While the best solution to our methane problem would be for mankind to stop eating meat and go vegan, let’s face it, that’s simply never going to happen. We love meat and we are going to keep eating it as a species. Asparagopsis Taxiformis could be a real solution to this problem that could make a huge difference in the fight against global warming.

5 Comments

  1. I have a hard time believing the 6,000 hectares figure in this article. By my calculations, 6,000 hectares is an area 7.75 km x 7.75 km. If that’s correct, we should be jumping all over this concept, but I suspect the required area is much larger to feed all the livestock on the planet.

  2. Why would you want to grow seaweed on land? Six thousand hectares of sea surface is next to nothing.

  3. Why would you grow seaweed on land? 6000, or even 60,000 hectares would not be noticeable on the ocean surface.

  4. Lots of seaweeds are great for livestock; I’m glad to see there is potential for it beyond its nutrition. I agree with the previous comments that 6000 hectares is a small amount of land to produce 2% of the feed of the world’s cows or livestock. 6000 hectares of ocean area is but a drop.

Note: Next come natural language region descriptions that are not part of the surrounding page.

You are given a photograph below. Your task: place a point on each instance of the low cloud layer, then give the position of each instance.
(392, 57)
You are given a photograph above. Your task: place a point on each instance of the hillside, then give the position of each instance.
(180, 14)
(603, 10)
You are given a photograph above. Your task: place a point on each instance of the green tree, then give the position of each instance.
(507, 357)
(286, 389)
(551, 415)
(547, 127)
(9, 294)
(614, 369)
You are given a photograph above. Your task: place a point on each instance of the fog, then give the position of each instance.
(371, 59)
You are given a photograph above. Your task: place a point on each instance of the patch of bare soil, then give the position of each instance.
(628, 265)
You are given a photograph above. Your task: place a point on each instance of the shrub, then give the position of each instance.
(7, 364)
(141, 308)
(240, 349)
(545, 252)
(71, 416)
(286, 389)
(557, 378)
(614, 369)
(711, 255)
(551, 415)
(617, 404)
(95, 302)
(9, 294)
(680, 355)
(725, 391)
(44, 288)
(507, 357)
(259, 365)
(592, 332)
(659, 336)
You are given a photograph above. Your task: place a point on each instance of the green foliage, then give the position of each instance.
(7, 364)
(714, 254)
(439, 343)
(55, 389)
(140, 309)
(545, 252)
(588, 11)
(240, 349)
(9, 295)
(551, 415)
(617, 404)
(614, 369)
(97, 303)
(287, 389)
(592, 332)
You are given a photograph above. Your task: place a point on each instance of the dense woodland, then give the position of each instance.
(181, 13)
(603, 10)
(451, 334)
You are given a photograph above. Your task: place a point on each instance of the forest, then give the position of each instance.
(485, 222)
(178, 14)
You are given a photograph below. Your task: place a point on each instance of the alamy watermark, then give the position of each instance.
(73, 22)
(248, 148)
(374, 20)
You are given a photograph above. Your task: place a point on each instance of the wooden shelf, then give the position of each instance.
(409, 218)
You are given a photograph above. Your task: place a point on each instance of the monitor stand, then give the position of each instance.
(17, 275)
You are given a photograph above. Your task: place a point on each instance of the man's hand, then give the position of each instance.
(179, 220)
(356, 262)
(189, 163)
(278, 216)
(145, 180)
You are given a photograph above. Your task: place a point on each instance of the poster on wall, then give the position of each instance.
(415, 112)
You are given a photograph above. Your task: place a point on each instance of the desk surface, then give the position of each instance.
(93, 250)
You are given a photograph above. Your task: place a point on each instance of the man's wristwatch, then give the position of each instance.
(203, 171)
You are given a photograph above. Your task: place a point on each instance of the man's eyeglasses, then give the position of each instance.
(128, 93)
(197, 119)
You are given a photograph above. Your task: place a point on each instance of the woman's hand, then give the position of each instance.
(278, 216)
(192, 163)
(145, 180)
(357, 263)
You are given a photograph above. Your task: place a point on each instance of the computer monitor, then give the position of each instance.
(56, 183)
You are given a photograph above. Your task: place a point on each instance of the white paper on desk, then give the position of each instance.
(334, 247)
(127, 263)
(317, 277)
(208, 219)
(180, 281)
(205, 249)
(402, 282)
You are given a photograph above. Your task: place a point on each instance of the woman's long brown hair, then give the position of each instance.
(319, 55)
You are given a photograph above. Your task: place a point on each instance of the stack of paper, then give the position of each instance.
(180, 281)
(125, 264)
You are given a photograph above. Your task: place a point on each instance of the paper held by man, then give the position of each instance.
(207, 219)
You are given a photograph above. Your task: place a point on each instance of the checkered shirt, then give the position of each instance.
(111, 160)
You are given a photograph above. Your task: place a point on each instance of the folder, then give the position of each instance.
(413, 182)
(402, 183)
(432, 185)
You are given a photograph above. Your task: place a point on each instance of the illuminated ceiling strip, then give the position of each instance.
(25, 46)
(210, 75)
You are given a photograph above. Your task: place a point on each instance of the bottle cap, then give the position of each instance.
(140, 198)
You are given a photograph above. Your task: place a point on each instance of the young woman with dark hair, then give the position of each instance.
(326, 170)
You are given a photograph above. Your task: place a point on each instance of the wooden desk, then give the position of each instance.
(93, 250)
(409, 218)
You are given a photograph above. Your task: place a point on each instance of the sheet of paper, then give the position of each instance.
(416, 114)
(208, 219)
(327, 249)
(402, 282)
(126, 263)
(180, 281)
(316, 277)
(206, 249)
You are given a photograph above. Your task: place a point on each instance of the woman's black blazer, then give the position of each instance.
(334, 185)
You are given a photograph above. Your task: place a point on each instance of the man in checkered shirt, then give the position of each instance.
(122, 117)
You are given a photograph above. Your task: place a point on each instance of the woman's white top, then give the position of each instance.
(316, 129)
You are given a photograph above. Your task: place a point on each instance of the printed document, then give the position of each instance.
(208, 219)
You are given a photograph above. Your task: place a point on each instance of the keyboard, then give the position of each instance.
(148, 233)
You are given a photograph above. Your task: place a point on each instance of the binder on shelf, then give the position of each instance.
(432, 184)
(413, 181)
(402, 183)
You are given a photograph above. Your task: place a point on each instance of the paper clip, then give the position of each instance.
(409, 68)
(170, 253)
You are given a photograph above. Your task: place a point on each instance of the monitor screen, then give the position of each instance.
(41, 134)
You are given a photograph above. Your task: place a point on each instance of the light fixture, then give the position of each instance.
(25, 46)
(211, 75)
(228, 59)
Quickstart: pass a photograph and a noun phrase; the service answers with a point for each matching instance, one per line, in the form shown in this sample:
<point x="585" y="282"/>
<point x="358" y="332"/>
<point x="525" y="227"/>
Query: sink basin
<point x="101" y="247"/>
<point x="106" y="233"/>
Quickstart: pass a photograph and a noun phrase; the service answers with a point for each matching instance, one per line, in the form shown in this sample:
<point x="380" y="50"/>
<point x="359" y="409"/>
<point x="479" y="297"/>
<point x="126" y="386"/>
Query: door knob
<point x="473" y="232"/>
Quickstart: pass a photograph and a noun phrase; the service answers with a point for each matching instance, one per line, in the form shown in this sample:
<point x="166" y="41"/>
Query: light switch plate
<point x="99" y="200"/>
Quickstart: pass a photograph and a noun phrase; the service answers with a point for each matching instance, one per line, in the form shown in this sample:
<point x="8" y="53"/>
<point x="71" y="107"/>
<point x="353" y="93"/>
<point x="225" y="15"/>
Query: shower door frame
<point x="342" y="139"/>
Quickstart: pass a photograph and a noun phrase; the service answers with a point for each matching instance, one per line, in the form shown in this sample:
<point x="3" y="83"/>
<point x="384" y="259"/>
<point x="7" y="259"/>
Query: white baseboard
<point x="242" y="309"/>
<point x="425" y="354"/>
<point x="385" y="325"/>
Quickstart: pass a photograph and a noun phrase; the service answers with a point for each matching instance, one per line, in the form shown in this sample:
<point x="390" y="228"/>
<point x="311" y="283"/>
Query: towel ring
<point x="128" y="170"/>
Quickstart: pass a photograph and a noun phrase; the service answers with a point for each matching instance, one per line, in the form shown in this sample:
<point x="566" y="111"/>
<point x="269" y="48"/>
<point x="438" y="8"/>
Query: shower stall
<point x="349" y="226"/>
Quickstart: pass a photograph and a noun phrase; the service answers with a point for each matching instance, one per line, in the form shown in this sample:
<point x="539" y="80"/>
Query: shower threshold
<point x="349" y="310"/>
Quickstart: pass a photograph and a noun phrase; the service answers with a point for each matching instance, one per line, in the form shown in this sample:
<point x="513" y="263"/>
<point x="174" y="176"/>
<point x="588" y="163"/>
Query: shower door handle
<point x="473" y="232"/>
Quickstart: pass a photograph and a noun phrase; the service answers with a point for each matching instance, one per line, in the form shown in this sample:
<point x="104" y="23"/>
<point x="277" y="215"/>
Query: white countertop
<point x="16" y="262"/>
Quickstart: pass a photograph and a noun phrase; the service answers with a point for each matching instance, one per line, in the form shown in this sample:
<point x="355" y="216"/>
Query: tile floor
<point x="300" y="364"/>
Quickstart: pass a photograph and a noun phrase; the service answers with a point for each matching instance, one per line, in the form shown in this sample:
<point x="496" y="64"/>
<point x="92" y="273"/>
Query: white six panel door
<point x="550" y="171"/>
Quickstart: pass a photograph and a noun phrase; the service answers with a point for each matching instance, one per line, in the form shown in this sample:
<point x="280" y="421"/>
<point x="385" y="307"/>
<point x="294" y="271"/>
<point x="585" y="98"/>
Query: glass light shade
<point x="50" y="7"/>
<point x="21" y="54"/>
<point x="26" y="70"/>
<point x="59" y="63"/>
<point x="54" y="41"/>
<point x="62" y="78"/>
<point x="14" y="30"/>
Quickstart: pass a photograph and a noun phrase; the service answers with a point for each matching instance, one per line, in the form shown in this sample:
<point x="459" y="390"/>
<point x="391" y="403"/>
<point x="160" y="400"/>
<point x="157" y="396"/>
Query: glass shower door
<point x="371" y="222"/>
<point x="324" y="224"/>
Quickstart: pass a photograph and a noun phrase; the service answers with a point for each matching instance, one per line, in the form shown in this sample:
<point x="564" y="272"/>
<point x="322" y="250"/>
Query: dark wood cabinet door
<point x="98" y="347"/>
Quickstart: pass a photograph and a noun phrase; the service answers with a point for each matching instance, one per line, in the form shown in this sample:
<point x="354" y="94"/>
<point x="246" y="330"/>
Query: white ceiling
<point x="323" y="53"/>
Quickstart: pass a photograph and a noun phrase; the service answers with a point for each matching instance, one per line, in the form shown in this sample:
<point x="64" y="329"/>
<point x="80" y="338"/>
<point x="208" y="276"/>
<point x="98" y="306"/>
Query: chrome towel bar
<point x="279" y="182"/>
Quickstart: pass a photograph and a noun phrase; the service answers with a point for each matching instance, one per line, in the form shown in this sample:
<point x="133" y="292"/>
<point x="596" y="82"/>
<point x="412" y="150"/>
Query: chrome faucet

    Also, many people would disagree that everyone should “go vegan,” and many would even disagree that anyone should go vegan, considering that there is no record of a vegan society ever existing except the Janes, who do not reproduce. Human nutrition requires animal products, or at the very least lots of bugs. It always has and it probably always will. A change of livestock-production-systems is what we need, not to stop eating meat altogether.

  5. Instead of saying things like, everyone going vegan is “simply never going to happen,” why not feed its possibility with desire? A cynical or nihilistic belief system is a powerless choice, coming from a lack of desire in a person who is passive and disengaged from their own power to change and learn.

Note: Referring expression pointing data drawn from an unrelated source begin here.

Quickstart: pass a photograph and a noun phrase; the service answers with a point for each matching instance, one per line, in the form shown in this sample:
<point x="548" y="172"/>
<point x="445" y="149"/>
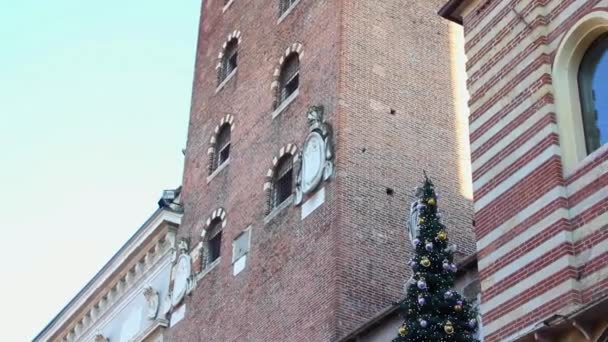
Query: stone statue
<point x="315" y="161"/>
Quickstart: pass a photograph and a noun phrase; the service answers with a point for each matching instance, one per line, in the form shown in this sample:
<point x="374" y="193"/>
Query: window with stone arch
<point x="228" y="57"/>
<point x="286" y="5"/>
<point x="212" y="238"/>
<point x="286" y="82"/>
<point x="580" y="81"/>
<point x="220" y="144"/>
<point x="281" y="178"/>
<point x="593" y="87"/>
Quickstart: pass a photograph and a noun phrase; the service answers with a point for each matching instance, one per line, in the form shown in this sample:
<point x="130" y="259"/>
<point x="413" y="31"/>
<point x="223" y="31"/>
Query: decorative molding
<point x="153" y="300"/>
<point x="100" y="338"/>
<point x="234" y="35"/>
<point x="315" y="163"/>
<point x="95" y="311"/>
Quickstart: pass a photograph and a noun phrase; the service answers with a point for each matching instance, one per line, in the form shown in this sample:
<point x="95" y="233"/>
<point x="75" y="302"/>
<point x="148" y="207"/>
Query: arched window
<point x="229" y="59"/>
<point x="282" y="181"/>
<point x="222" y="147"/>
<point x="593" y="87"/>
<point x="285" y="5"/>
<point x="213" y="241"/>
<point x="289" y="79"/>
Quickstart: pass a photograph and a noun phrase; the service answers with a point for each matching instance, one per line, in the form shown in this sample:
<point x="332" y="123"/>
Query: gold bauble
<point x="448" y="328"/>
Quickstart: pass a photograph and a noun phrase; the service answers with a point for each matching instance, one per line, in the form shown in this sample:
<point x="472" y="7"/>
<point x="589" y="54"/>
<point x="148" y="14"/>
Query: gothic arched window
<point x="229" y="60"/>
<point x="289" y="79"/>
<point x="222" y="147"/>
<point x="593" y="87"/>
<point x="282" y="182"/>
<point x="213" y="241"/>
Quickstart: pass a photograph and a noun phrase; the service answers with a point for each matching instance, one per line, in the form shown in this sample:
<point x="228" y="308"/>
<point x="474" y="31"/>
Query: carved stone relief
<point x="315" y="161"/>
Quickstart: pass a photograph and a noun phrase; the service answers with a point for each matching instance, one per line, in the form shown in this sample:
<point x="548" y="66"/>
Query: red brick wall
<point x="317" y="279"/>
<point x="541" y="228"/>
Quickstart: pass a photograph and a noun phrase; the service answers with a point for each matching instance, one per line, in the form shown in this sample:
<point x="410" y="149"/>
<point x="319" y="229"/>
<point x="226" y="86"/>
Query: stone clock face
<point x="182" y="273"/>
<point x="313" y="159"/>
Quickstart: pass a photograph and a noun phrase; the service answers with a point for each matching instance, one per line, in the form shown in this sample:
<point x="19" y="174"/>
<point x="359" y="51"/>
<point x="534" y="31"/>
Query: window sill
<point x="208" y="269"/>
<point x="226" y="6"/>
<point x="286" y="203"/>
<point x="226" y="80"/>
<point x="281" y="108"/>
<point x="287" y="12"/>
<point x="218" y="170"/>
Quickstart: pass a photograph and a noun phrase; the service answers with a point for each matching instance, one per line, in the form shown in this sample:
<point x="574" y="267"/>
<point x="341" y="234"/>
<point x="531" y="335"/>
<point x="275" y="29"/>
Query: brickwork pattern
<point x="390" y="104"/>
<point x="541" y="230"/>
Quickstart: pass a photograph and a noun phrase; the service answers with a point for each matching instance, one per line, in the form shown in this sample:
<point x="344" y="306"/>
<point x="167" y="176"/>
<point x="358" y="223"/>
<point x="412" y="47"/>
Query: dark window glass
<point x="222" y="152"/>
<point x="284" y="5"/>
<point x="593" y="84"/>
<point x="230" y="59"/>
<point x="214" y="242"/>
<point x="290" y="77"/>
<point x="283" y="181"/>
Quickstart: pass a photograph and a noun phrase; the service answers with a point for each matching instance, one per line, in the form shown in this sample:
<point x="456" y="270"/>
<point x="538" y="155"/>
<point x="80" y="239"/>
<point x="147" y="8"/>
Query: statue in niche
<point x="100" y="338"/>
<point x="153" y="300"/>
<point x="315" y="161"/>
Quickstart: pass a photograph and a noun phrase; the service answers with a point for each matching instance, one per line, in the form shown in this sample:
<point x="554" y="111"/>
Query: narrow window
<point x="240" y="249"/>
<point x="284" y="5"/>
<point x="289" y="80"/>
<point x="222" y="151"/>
<point x="593" y="87"/>
<point x="229" y="60"/>
<point x="283" y="181"/>
<point x="214" y="241"/>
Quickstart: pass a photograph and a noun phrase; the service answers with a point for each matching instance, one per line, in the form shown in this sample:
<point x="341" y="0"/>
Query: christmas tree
<point x="432" y="310"/>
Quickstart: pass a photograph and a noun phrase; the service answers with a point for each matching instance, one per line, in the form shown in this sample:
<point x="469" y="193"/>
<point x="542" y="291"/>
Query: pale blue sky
<point x="94" y="101"/>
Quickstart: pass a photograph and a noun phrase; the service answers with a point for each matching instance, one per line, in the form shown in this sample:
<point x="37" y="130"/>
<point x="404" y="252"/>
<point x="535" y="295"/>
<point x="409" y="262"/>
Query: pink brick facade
<point x="541" y="223"/>
<point x="319" y="278"/>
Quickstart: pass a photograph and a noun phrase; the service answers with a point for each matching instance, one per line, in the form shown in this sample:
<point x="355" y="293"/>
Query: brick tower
<point x="295" y="221"/>
<point x="540" y="173"/>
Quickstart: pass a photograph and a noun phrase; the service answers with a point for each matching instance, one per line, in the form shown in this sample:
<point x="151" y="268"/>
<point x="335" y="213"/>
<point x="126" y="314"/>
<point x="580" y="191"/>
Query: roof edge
<point x="449" y="11"/>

    Millions of people on the planet right now live long, healthy lives free from illness, thriving on a vegan diet. Believing that it’s not possible, when there is a mountain of evidence that it is, comes from an individual’s own distorted belief system. Obviously we surround ourselves with others who believe as we do, if we are not open to our own emotions being challenged, and so begin to develop belief systems that there is no other way outside of our own bubble.

    It would be like a drug addict who has heard that sobriety exists, but doesn’t yet want it for himself, saying, “Let’s just face it, no one wants to be sober,” when many millions of people are, don’t even know any drug addicts, and would never dream of putting intoxicants into their body, much less derive pleasure from it. Eating meat is an addiction based on emotional error, and has been inherited from the actions of our ancestors.

    In order to thrive on a vegan diet, two things must occur: 1) a soul-based emotional shift about love – as opposed to just doing it intellectually, and 2) working through fear about survival and pathological self-reliance. The natural world is not a dangerous place that needs to be dominated.

    When a person engages this process, the true nature of life begins to reveal itself, that there is a loving and intelligent design. We naturally want to align ourselves with it, the more we know it, rather than killing it or seeking to control it for our own addictive purposes. Animal products are non-foods to those who have gone through this emotional process, and plants make sense as all the nourishment we need.

    Those who have not yet gone through this emotional shift often become triggered into shame when they hear about it, because it challenges their sense of themselves as a “good person.” Then this self-judgment becomes anger that is projected at the one speaking of veganism. But if you allow yourself to humbly just feel about it, to experiment emotionally, to be okay to be mistaken, rather than just denying, defending and attacking, it will be a very soft process, where grief and remorse are felt and the body will naturally respond well to a plant-based diet. The solutions other than using animals will all be apparent.

    Let’s use our words to create what’s possible, instead of just looking at what is, based on collective human error.